External Data Ingestion — Proposal
Status: Proposed · May 2026
Scrape Kick/Twitch/X (and inbound webhooks from Kick, Sumsub) once from a single tier, fan out the resulting domain events to both stage and production environments, and keep all metrics in the shared ClickHouse so dashboards work the same way for both envs.
Nothing implemented yet. Architecture, schemas, and rollout plan only.
Problem
Once the production tier comes up (see Streamer App — Production Launch) we will have two complete app stacks — stage and production namespaces — each running their own copy of:
- Kick OAuth-token-refresh polling
- Kick viewer polling (every minute, per active streamer)
- Kick follower polling (every minute, due streamers)
- Kick channel-name resolution + Kick event subscriptions (
/v1/events/subscriptions) - Kick webhook receivers (
/wh/kick) - Kick chat export (hourly)
- X follower polling (hourly)
- Sumsub webhook receivers (
/wh/sumsub) - Sumsub applicant lookups on PoA approval
- Trust-score refresh (daily)
- Sheets streamer sync (hourly)
- ClickHouse backfills
That works against four real constraints:
- External rate limits. Kick's public API allows ~few-hundred req/min per token. We already burn most of that on the per-streamer-per-minute viewer poll. Doubling the call volume puts us at risk of getting rate-limited or banned.
- External webhook configuration. Kick / Sumsub register one callback URL per app. We'd either duplicate apps (
wh.verifluence.io+wh.stage.verifluence.io, two Kick OAuth apps) or one env doesn't see the events. - Proxy / scraper costs.

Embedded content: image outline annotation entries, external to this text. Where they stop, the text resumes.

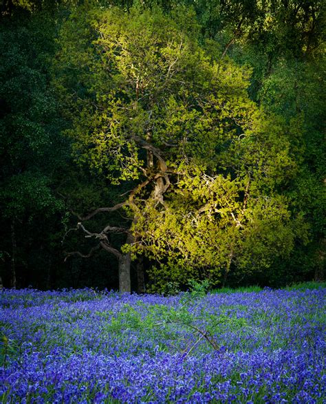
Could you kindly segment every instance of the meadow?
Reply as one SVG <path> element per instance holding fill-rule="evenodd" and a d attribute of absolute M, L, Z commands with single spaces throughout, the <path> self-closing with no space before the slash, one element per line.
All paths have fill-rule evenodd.
<path fill-rule="evenodd" d="M 325 403 L 326 288 L 0 293 L 2 403 Z"/>

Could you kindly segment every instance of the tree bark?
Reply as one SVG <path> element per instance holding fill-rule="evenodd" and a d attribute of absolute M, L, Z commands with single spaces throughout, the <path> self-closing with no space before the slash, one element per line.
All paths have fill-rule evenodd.
<path fill-rule="evenodd" d="M 126 244 L 130 244 L 134 241 L 133 236 L 129 233 Z M 118 257 L 119 267 L 119 290 L 120 292 L 131 292 L 131 279 L 130 277 L 131 268 L 131 254 L 121 254 Z"/>
<path fill-rule="evenodd" d="M 131 257 L 130 253 L 122 254 L 119 258 L 119 290 L 120 292 L 131 292 L 130 280 L 130 267 Z"/>
<path fill-rule="evenodd" d="M 144 259 L 139 257 L 136 264 L 137 283 L 138 293 L 145 293 L 145 278 L 144 276 Z"/>
<path fill-rule="evenodd" d="M 12 242 L 12 256 L 11 256 L 11 279 L 10 287 L 16 288 L 16 258 L 17 255 L 17 243 L 16 241 L 16 233 L 14 229 L 14 219 L 11 224 L 11 242 Z"/>

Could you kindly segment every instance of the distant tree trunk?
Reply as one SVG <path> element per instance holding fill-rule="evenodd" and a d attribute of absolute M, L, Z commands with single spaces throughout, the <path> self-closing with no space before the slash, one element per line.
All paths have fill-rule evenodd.
<path fill-rule="evenodd" d="M 231 268 L 231 263 L 233 259 L 233 247 L 232 248 L 231 251 L 230 251 L 228 262 L 226 263 L 226 271 L 224 273 L 224 277 L 223 279 L 223 284 L 222 288 L 224 288 L 226 284 L 226 279 L 228 279 L 228 275 L 230 272 L 230 268 Z"/>
<path fill-rule="evenodd" d="M 138 293 L 145 292 L 145 278 L 144 276 L 144 259 L 142 257 L 139 257 L 136 264 L 137 270 L 137 284 Z"/>
<path fill-rule="evenodd" d="M 317 281 L 324 280 L 325 255 L 326 251 L 326 239 L 323 238 L 319 242 L 320 247 L 318 249 L 317 267 L 315 270 L 314 279 Z"/>
<path fill-rule="evenodd" d="M 12 220 L 11 224 L 11 242 L 12 242 L 12 256 L 11 256 L 11 279 L 10 287 L 14 289 L 16 288 L 16 259 L 17 255 L 17 243 L 16 241 L 15 233 L 15 220 Z"/>
<path fill-rule="evenodd" d="M 130 281 L 130 267 L 131 264 L 131 257 L 130 253 L 127 254 L 121 254 L 119 258 L 119 290 L 120 292 L 131 291 L 131 285 Z"/>
<path fill-rule="evenodd" d="M 133 236 L 129 233 L 126 244 L 130 244 L 134 240 Z M 120 292 L 131 292 L 131 280 L 130 277 L 130 269 L 131 267 L 131 254 L 120 254 L 118 257 L 119 267 L 119 290 Z"/>

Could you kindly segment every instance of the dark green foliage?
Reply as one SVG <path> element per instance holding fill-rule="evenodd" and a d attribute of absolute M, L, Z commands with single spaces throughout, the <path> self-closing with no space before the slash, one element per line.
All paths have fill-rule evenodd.
<path fill-rule="evenodd" d="M 113 6 L 120 11 L 105 11 Z M 170 175 L 164 207 L 146 186 L 133 209 L 100 214 L 87 226 L 130 228 L 140 209 L 132 228 L 142 249 L 125 251 L 146 255 L 147 280 L 161 279 L 154 290 L 184 290 L 192 277 L 232 286 L 323 279 L 324 2 L 7 0 L 0 7 L 5 286 L 116 288 L 118 261 L 104 251 L 64 262 L 66 253 L 87 255 L 96 246 L 67 232 L 78 215 L 120 203 L 144 181 L 148 153 L 131 138 L 142 136 L 149 119 L 155 128 L 150 142 L 178 176 Z M 109 26 L 101 12 L 111 15 Z M 149 24 L 159 39 L 149 36 L 151 51 L 142 43 Z M 115 33 L 116 48 L 108 50 Z M 177 54 L 173 40 L 180 38 L 188 49 Z M 174 56 L 180 70 L 169 72 L 160 89 Z M 138 63 L 143 97 L 131 61 Z M 208 66 L 221 69 L 216 83 Z M 184 79 L 193 85 L 186 89 Z M 200 103 L 213 93 L 214 112 Z M 120 123 L 108 141 L 105 127 L 114 120 Z M 185 133 L 191 141 L 182 145 Z M 164 146 L 172 140 L 179 146 Z M 125 235 L 109 237 L 117 250 L 125 244 Z"/>

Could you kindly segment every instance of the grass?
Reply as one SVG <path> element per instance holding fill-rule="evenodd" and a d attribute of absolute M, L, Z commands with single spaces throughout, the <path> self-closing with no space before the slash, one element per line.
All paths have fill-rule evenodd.
<path fill-rule="evenodd" d="M 301 282 L 300 284 L 293 284 L 292 285 L 280 288 L 283 290 L 300 290 L 307 289 L 314 290 L 319 289 L 320 288 L 326 288 L 326 282 L 316 282 L 311 281 L 309 282 Z M 248 293 L 251 292 L 261 292 L 263 288 L 258 286 L 243 286 L 241 288 L 221 288 L 219 289 L 213 289 L 210 290 L 211 293 Z"/>

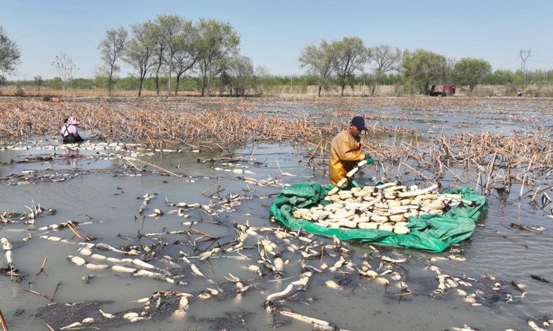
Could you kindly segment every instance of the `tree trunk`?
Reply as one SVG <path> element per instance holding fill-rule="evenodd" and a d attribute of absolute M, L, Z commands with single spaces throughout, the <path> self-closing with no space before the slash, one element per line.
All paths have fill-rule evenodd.
<path fill-rule="evenodd" d="M 175 97 L 177 96 L 177 94 L 178 92 L 178 82 L 180 81 L 180 75 L 177 74 L 176 79 L 177 79 L 177 83 L 175 85 Z"/>

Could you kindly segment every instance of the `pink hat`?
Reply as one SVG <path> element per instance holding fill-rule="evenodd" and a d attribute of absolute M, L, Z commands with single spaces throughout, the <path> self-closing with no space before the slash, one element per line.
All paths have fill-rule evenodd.
<path fill-rule="evenodd" d="M 78 126 L 81 123 L 79 121 L 77 121 L 77 119 L 73 117 L 73 116 L 67 119 L 67 123 L 68 124 L 73 124 L 73 126 Z"/>

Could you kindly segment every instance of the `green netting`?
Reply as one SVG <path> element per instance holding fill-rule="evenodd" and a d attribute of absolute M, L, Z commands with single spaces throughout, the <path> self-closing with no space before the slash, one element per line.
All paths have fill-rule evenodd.
<path fill-rule="evenodd" d="M 297 183 L 283 190 L 271 205 L 270 212 L 276 220 L 292 230 L 303 230 L 326 237 L 336 236 L 341 240 L 358 240 L 363 243 L 402 246 L 442 252 L 450 245 L 469 238 L 476 227 L 475 221 L 487 208 L 484 196 L 471 188 L 448 191 L 462 194 L 462 200 L 471 201 L 450 209 L 444 215 L 426 214 L 409 217 L 407 225 L 411 232 L 396 234 L 389 231 L 372 229 L 331 229 L 303 219 L 294 219 L 292 211 L 297 208 L 310 208 L 326 204 L 326 192 L 333 185 L 321 185 L 307 181 Z"/>

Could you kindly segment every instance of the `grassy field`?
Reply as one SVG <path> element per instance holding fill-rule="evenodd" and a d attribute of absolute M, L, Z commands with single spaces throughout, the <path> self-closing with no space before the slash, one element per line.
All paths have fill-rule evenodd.
<path fill-rule="evenodd" d="M 263 93 L 265 97 L 281 98 L 317 98 L 317 86 L 270 86 Z M 553 87 L 547 86 L 531 85 L 522 88 L 523 97 L 553 97 Z M 105 98 L 108 97 L 107 90 L 22 90 L 25 97 L 31 98 L 43 98 L 44 96 L 57 97 L 59 98 Z M 456 97 L 516 97 L 518 88 L 503 86 L 478 86 L 473 92 L 467 88 L 458 87 Z M 118 90 L 112 91 L 113 97 L 137 97 L 137 90 Z M 212 96 L 218 96 L 218 94 Z M 418 95 L 418 94 L 416 94 Z M 0 96 L 17 97 L 18 90 L 15 86 L 3 86 L 0 89 Z M 156 91 L 142 90 L 142 97 L 175 97 L 174 92 L 160 91 L 159 95 Z M 200 97 L 199 92 L 179 91 L 178 97 Z M 339 97 L 339 87 L 330 88 L 323 92 L 323 97 Z M 348 88 L 344 90 L 346 97 L 371 97 L 371 89 L 368 86 L 355 86 L 353 89 Z M 374 97 L 410 97 L 406 94 L 402 86 L 377 86 Z"/>

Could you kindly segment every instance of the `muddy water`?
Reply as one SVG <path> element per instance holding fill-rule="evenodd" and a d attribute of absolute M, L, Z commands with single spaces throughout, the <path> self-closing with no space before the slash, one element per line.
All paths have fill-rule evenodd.
<path fill-rule="evenodd" d="M 518 123 L 512 125 L 522 127 Z M 45 143 L 45 145 L 48 143 Z M 218 244 L 225 247 L 225 243 L 236 238 L 237 234 L 233 228 L 234 223 L 247 223 L 254 227 L 278 226 L 278 224 L 270 221 L 268 206 L 272 201 L 272 194 L 278 193 L 281 188 L 276 185 L 255 185 L 239 177 L 247 176 L 258 180 L 276 179 L 281 181 L 281 183 L 292 183 L 308 179 L 326 183 L 326 177 L 320 169 L 313 169 L 300 162 L 303 159 L 301 150 L 301 146 L 250 145 L 243 149 L 232 151 L 233 157 L 240 157 L 243 160 L 239 163 L 240 168 L 213 165 L 229 170 L 239 168 L 253 172 L 248 174 L 216 171 L 209 162 L 198 162 L 198 158 L 219 157 L 209 152 L 155 153 L 151 156 L 140 157 L 142 161 L 162 169 L 182 174 L 183 178 L 162 175 L 162 171 L 152 173 L 151 171 L 156 169 L 151 166 L 147 167 L 142 176 L 117 175 L 122 174 L 121 171 L 114 170 L 120 165 L 120 159 L 98 158 L 97 150 L 81 150 L 79 151 L 79 157 L 69 159 L 61 157 L 63 151 L 51 150 L 31 149 L 0 152 L 0 163 L 8 163 L 12 159 L 17 161 L 30 154 L 60 154 L 51 161 L 1 166 L 1 177 L 48 169 L 48 171 L 57 170 L 72 174 L 71 177 L 73 177 L 63 182 L 45 181 L 29 185 L 8 185 L 7 180 L 0 181 L 0 210 L 27 212 L 28 210 L 24 205 L 30 206 L 32 201 L 44 208 L 57 210 L 55 215 L 39 217 L 34 225 L 11 223 L 0 228 L 0 237 L 6 237 L 12 243 L 20 242 L 29 234 L 32 236 L 31 239 L 12 250 L 14 265 L 26 274 L 23 281 L 18 283 L 9 277 L 0 276 L 0 309 L 10 330 L 45 330 L 41 319 L 35 314 L 50 303 L 50 301 L 24 291 L 23 288 L 52 296 L 61 282 L 54 300 L 58 304 L 102 300 L 106 302 L 100 308 L 115 314 L 127 310 L 138 310 L 142 304 L 135 301 L 151 296 L 154 291 L 182 291 L 197 295 L 205 292 L 207 288 L 217 287 L 206 279 L 189 274 L 185 277 L 187 285 L 183 286 L 146 277 L 133 277 L 111 269 L 91 270 L 71 264 L 67 261 L 67 257 L 79 255 L 77 250 L 80 247 L 79 243 L 84 241 L 67 229 L 61 231 L 37 230 L 68 220 L 88 223 L 79 226 L 82 234 L 98 238 L 94 243 L 108 243 L 116 248 L 127 245 L 151 247 L 159 245 L 160 240 L 162 240 L 167 245 L 163 250 L 158 250 L 162 254 L 149 261 L 151 263 L 162 268 L 175 268 L 169 267 L 161 261 L 163 256 L 169 256 L 180 268 L 188 268 L 188 265 L 179 259 L 179 251 L 189 253 L 191 256 L 190 261 L 198 267 L 207 279 L 218 284 L 220 289 L 225 293 L 235 290 L 225 278 L 229 274 L 243 280 L 249 280 L 245 283 L 254 285 L 241 297 L 221 296 L 205 300 L 191 298 L 185 315 L 178 319 L 168 316 L 156 318 L 155 321 L 104 326 L 101 330 L 227 328 L 268 330 L 273 330 L 275 325 L 278 325 L 278 330 L 311 330 L 309 323 L 290 321 L 282 317 L 275 321 L 273 315 L 268 314 L 263 306 L 269 294 L 283 290 L 290 281 L 297 280 L 301 272 L 299 256 L 286 250 L 285 243 L 276 241 L 283 250 L 283 259 L 288 261 L 284 267 L 285 274 L 281 280 L 270 274 L 266 278 L 260 278 L 247 270 L 248 265 L 259 265 L 259 254 L 257 248 L 254 248 L 257 239 L 254 237 L 248 238 L 246 245 L 254 248 L 243 250 L 241 254 L 234 252 L 216 254 L 212 259 L 203 261 L 200 261 L 197 257 L 194 257 L 195 254 L 216 247 Z M 107 155 L 109 150 L 102 152 Z M 295 176 L 283 176 L 281 174 L 283 172 Z M 359 181 L 370 182 L 369 178 L 373 176 L 377 180 L 380 179 L 376 166 L 369 166 L 365 177 Z M 188 218 L 169 212 L 176 208 L 166 205 L 166 199 L 169 203 L 216 203 L 215 199 L 205 196 L 214 194 L 214 190 L 209 190 L 205 195 L 200 194 L 218 185 L 221 185 L 222 190 L 219 195 L 223 198 L 227 194 L 235 194 L 251 199 L 244 199 L 240 205 L 234 208 L 235 211 L 222 212 L 216 216 L 195 209 L 186 212 Z M 470 242 L 456 248 L 462 250 L 457 254 L 465 257 L 465 261 L 447 259 L 449 252 L 434 254 L 404 248 L 377 247 L 382 254 L 411 257 L 409 262 L 402 264 L 403 269 L 401 270 L 403 270 L 404 281 L 413 293 L 411 295 L 399 295 L 401 292 L 397 282 L 391 281 L 391 285 L 386 288 L 379 283 L 359 277 L 355 270 L 344 270 L 343 272 L 327 270 L 317 273 L 311 278 L 308 287 L 301 294 L 299 299 L 279 301 L 278 307 L 279 310 L 328 321 L 339 328 L 351 330 L 447 330 L 460 328 L 464 324 L 488 330 L 529 330 L 527 319 L 536 320 L 545 316 L 552 317 L 553 285 L 540 282 L 530 276 L 538 275 L 553 281 L 553 257 L 550 254 L 553 249 L 553 230 L 552 219 L 546 217 L 550 214 L 549 209 L 532 208 L 529 204 L 529 197 L 526 195 L 519 199 L 518 191 L 520 187 L 513 186 L 507 197 L 499 197 L 496 194 L 489 197 L 488 212 L 478 221 L 478 226 Z M 159 208 L 165 212 L 163 216 L 140 217 L 138 210 L 146 194 L 157 195 L 150 200 L 144 209 L 144 214 L 151 214 L 154 208 Z M 269 198 L 265 199 L 267 197 Z M 194 224 L 191 225 L 187 222 L 193 222 Z M 511 223 L 543 227 L 543 229 L 540 230 L 543 234 L 510 228 Z M 194 251 L 187 243 L 189 237 L 186 235 L 167 234 L 162 236 L 162 239 L 160 236 L 142 237 L 150 233 L 185 230 L 191 227 L 218 239 L 207 241 L 199 239 L 197 250 Z M 259 234 L 261 239 L 274 238 L 270 234 Z M 67 239 L 68 243 L 41 239 L 41 235 L 59 237 Z M 200 237 L 196 234 L 191 238 Z M 178 244 L 177 241 L 185 243 Z M 378 268 L 378 263 L 375 263 L 378 259 L 371 257 L 375 256 L 375 252 L 368 245 L 351 243 L 350 248 L 351 253 L 348 257 L 356 265 L 361 265 L 365 255 L 373 261 L 371 265 Z M 124 257 L 110 252 L 95 252 Z M 88 263 L 105 263 L 88 256 L 82 257 Z M 45 258 L 48 258 L 45 273 L 35 276 Z M 438 261 L 430 261 L 430 259 L 438 259 Z M 326 262 L 331 265 L 335 261 L 336 259 L 329 259 Z M 309 264 L 319 268 L 322 262 L 312 260 Z M 435 274 L 427 268 L 430 265 L 438 266 L 444 273 L 451 276 L 474 279 L 467 281 L 474 285 L 465 290 L 472 292 L 478 291 L 478 295 L 484 298 L 479 300 L 482 305 L 471 305 L 453 290 L 446 294 L 436 295 L 433 292 L 438 285 Z M 6 259 L 1 257 L 0 268 L 5 265 Z M 82 277 L 90 274 L 95 277 L 89 283 L 82 280 Z M 496 279 L 487 280 L 492 277 Z M 339 282 L 342 284 L 341 288 L 330 289 L 325 286 L 325 282 L 328 280 Z M 523 298 L 517 297 L 522 296 L 522 294 L 510 285 L 512 281 L 526 286 L 527 293 Z M 494 292 L 491 288 L 496 282 L 501 284 L 502 290 L 497 291 L 500 298 L 496 302 L 492 302 Z M 513 297 L 512 302 L 507 302 L 507 294 Z M 102 319 L 95 308 L 90 309 L 87 316 Z"/>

SCRAPEDO_TOKENandSCRAPER_API_KEYare paid services billed per request — duplicating that traffic doubles the bill. - State drift. Stage and production each polling at independent cron offsets would record different viewer counts for the same stream. Bug repro in stage stops matching reality in production.
Running two independent scraper tiers is wasteful and risks reputation loss with each upstream. We need scrape-once-fan-out.
Why now
- Production environment is being provisioned this milestone. The pre-production state is the only time we can change this cleanly — once both envs are live, every shared component is a coordinated cutover.
- ClickHouse already lives in
productionand is consumed by bothstageand (soon)productionworkers — half the design is implicit today. - Existing pollers were written with
Envinjected at the call-site; refactoring to "scrape once, write to a bus" requires touching the same files we'd already be modifying for production cutover.
Considered alternatives
| Option | Verdict |
|---|---|
| A. Two independent scraper tiers | Status-quo extended. Rate-limit risk, paid-traffic doubled, state drift. Rejected. |
B. Scrape only in prod; stage replicates from prod DB (logical decoder / pg_dump snapshots) | Tight coupling — stage schema changes lock-step with prod. Replaying old data into a fresh stage table requires a full re-snapshot. Rejected for development velocity. |
| C. Scrape once → raw event bus → per-env projectors ✓ | Each env owns its own DB; bus has replay; scraper is one tier. Recommended. |
| D. Same as C with NATS JetStream / Kafka as the bus | Right shape, but introduces new infra a week before launch. Defer to v2. |
| E. Same as C with ClickHouse as the bus ✓ | Already deployed, append-only, supports cursors, free. Used for raw event log. |
| F. Same as C with Postgres outbox + pg-boss fan-out ✓ | Already deployed; transactional dual-write at the scraper; per-env HTTP delivery with retries. Used for domain-event fan-out. |
Recommended design combines C + E + F: ClickHouse is the raw event log (full fidelity, replay, analytics); Postgres outbox + pg-boss is the domain-event fan-out (idempotent HTTP delivery to each env).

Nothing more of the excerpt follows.